The solution? Get a quart of closely matching paint and just paint that wall, corner to corner, being careful not to get any of the new paint on an adjacent wall. You will be amazed how even slightly different colors will blend well at a corner.
Doubt me? Look at the graphic to the right. The
two walls meeting at the corner are exactly the same color. But because of
shadows (based on the locations of the light sources), the left wall looks
shades lighter than the right wall! This is why an exact color match isn't
necessary as long as you are somewhat close in color and you paint
If you must touchup new or old work...don't ever just brush on the paint. Feather it in!!
Even if your paint is a perfect match, if you just brush it on, it will appear to be more glossy than the rest of the wall! Instead do this:
- If you are doing a small area (less than 5"x5"), apply the paint by daubing (NOT brushing) it on, starting in the center of the touchup area and working outward until you being to slightly overlap into good paint. As it dries, the irregularities in the surface from the daubing will lessen reflectivity and make the touchup less noticeable.

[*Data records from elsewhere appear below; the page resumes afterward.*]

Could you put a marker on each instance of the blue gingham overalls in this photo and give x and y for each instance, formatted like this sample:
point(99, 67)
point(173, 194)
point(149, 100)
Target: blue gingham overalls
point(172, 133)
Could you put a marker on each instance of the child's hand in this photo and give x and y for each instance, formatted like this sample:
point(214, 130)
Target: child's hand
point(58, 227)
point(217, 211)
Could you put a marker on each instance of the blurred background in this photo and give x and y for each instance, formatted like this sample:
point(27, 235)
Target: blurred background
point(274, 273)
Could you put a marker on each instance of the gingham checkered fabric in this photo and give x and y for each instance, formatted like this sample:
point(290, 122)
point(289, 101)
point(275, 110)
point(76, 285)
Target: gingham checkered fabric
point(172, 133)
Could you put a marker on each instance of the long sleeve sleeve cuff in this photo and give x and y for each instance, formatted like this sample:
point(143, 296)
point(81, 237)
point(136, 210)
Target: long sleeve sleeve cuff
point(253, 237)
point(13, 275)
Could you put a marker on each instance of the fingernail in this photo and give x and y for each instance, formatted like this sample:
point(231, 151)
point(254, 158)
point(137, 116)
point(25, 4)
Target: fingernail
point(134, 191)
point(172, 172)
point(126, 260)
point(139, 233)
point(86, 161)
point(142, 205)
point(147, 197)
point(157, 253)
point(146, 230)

- If you are doing a larger area, put some paint on the area with a brush right up to the edges of the touchup area, and, using a dry mini-roller, roll briskly over the area to add texture (also called stippling) to the new paint. The roller will give more uniformity in a larger area than the freehand brush approach. As with the brush technique, feather the new paint into the old to make the touchup blend into the wall.